To say, as some politicians and employer groups do, that it makes the labour market more “flexible” and gives workers greater “choice” is to reveal that your values are out of whack.
What it says is that, as a society, we’re putting ever more emphasis on production and consumption, and ever less on leisure and wellbeing.
Why would employers be happy to see workers taking money rather than leave? To maintain production. Why would workers want to take the money? To spend it on additional consumption - or pay off debts from previous consumption.
Of course, a factor contributing to the temptation is that many workers have accrued large amounts of leave. According to a Newspoll survey commissioned by the Australia Institute in 2002, 57 per cent of full-time workers said they’d taken less than all their leave that year.
Of these, 39 per cent said they were saving their entitlement for a future holiday (don’t believe it), while 42 per cent said they couldn’t get time off work and 11 per cent said they enjoyed work or money more than time off.
I’d say that if any further government intervention is called for, it should be a new condition: use it or lose it.
In theory, the economists’ standard model puts a lot of emphasis on the value of leisure. In practice, it’s always being overlooked, partly because of the economists’, politicians’ and businesspeople’s mania for judging progress solely in terms of the growth in gross domestic product - for putting production and consumption ahead of wellbeing.
Remember how, in the 1970s, people used to foresee enormous reductions in working hours and wonder how on earth we were going to occupy all that leisure time?
What a joke when you consider how much longer and harder so many of us work these days. Whatever happened to that crazy idea?
I’ll tell you. We could have significantly reduced working hours - we had the improvement in the productivity of labour to allow us to afford it - but we chose not to.
I’ve no doubt that many production-obsessed bosses are happy with the way it’s gone: everyone - well, most of us - working longer and harder for real wages that are very much higher than they were 30 years ago.
But equally, I’ve no doubt that, had most workers preferred shorter hours to higher real wages - more buying power - that’s the way it would have gone. We opted for the money, not the leisure.
Why? Because - with a fair bit of help from all the advertising and marketing to which we’re subjected - we’ve acquired an addiction to material goods.
Much of this involves our self-defeating struggle to achieve social status - or at least avoid losing it - through our conspicuous consumption. Psychological research shows that we’re not as rivalrous about the holidays we take as we are about our clothes, cars, homes and children’s schools.
In consequence, we “consume” too little leisure for our own good.

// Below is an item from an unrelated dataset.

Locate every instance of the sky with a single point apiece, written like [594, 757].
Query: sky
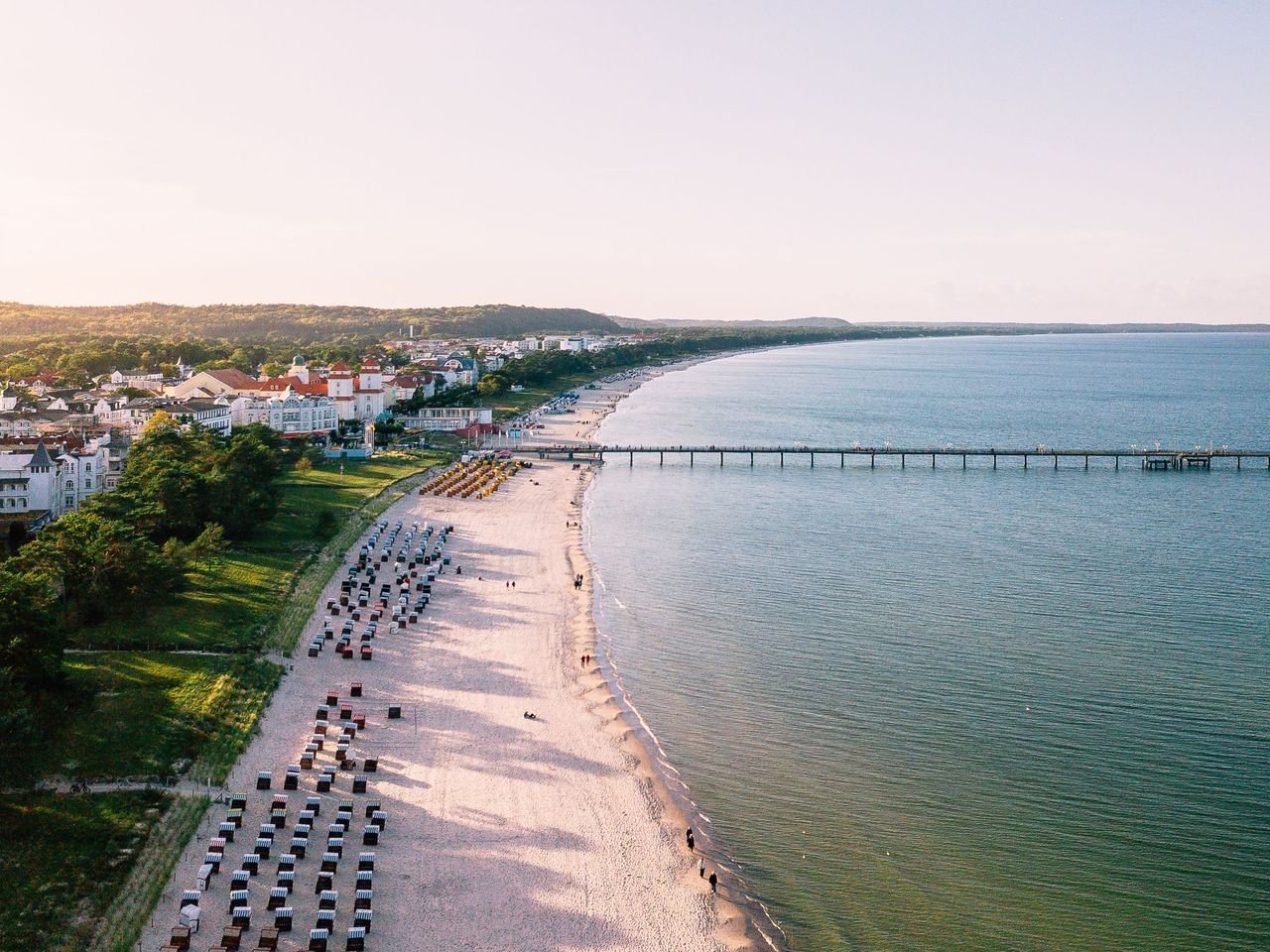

As part of this, we’ve come increasingly to think of leisure as something you buy rather than something you have or do. Partly because we’re so busy and partly because leisure equipment - from boats to the latest electronic doodad - can be used to display our status, leisure has become more capital-intensive and less labour-intensive.
Music-making is something you do with a stereo, a walkman, a CD player or an iPod, it’s not a noise you make yourself with your friends. Sport is something you watch on your home theatre, not something you play.

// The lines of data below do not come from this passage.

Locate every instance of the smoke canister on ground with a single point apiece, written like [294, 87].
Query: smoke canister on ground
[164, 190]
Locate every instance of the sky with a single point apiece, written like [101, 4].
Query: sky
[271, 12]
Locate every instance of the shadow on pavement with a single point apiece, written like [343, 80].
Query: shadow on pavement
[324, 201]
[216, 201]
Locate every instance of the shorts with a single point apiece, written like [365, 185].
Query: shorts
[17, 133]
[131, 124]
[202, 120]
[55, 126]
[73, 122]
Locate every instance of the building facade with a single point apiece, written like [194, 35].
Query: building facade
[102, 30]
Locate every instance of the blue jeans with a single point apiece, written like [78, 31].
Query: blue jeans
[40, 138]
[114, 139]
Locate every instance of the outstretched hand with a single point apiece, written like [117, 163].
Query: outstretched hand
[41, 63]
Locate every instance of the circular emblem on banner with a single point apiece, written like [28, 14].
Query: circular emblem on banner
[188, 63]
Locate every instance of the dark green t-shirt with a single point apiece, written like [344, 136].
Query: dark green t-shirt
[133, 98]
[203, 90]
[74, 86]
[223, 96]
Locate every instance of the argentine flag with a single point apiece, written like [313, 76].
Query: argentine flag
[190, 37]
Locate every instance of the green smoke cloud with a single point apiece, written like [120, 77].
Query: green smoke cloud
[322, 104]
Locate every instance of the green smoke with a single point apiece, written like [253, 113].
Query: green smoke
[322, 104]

The latest gear is so expensive that we work - give up leisure - to buy the leisure equipment we don’t have the leisure to enjoy. I noted an economist quoting as a laudable example of increased choice the worker who cashed in his annual leave so he could buy a plasma TV.

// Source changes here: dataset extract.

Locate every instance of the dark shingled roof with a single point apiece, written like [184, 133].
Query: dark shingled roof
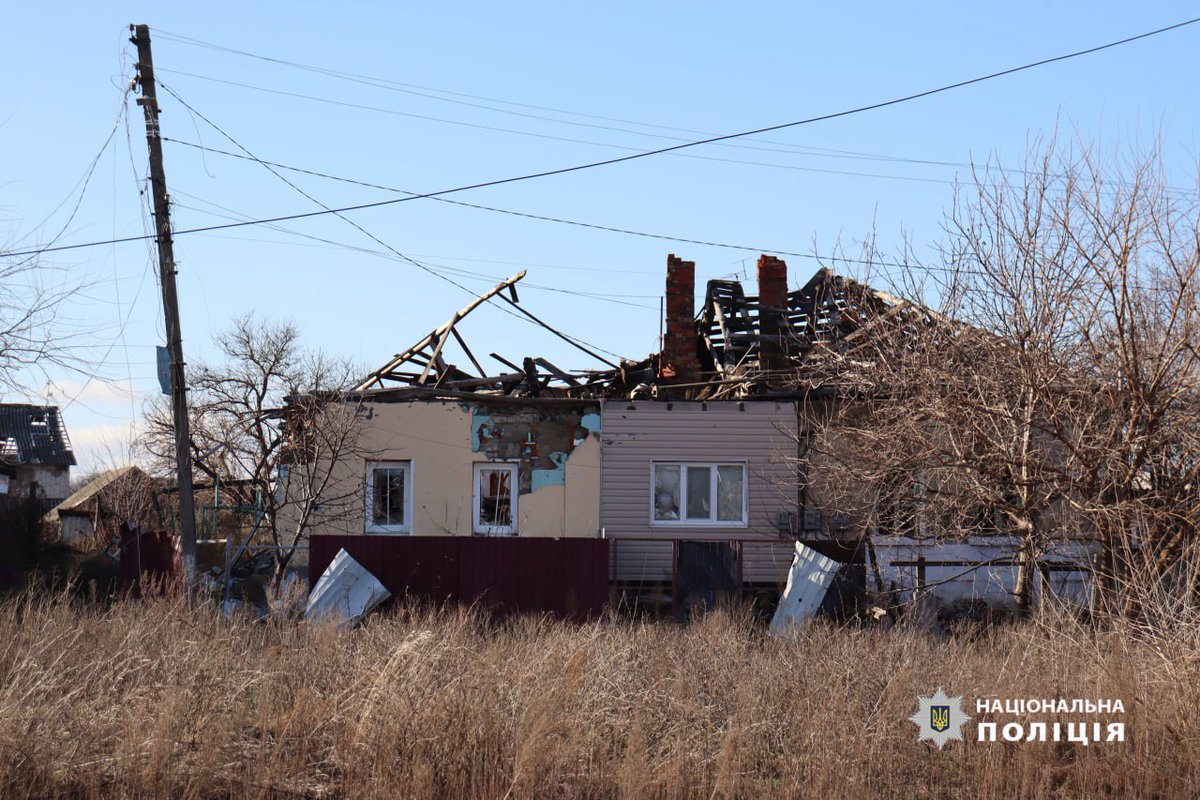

Capital-intensive leisure tends to be more solitary - watching TV, playing computer games or surfing the net - whereas labour-intensive leisure tends to involve more interaction with family and friends.
It also tends to be more passive, adding to the community’s growing problems with obesity, high blood pressure and diabetes.
Our politicians, economists and businesspeople have yet to learn that what we need in our lives is not more money, but more balance.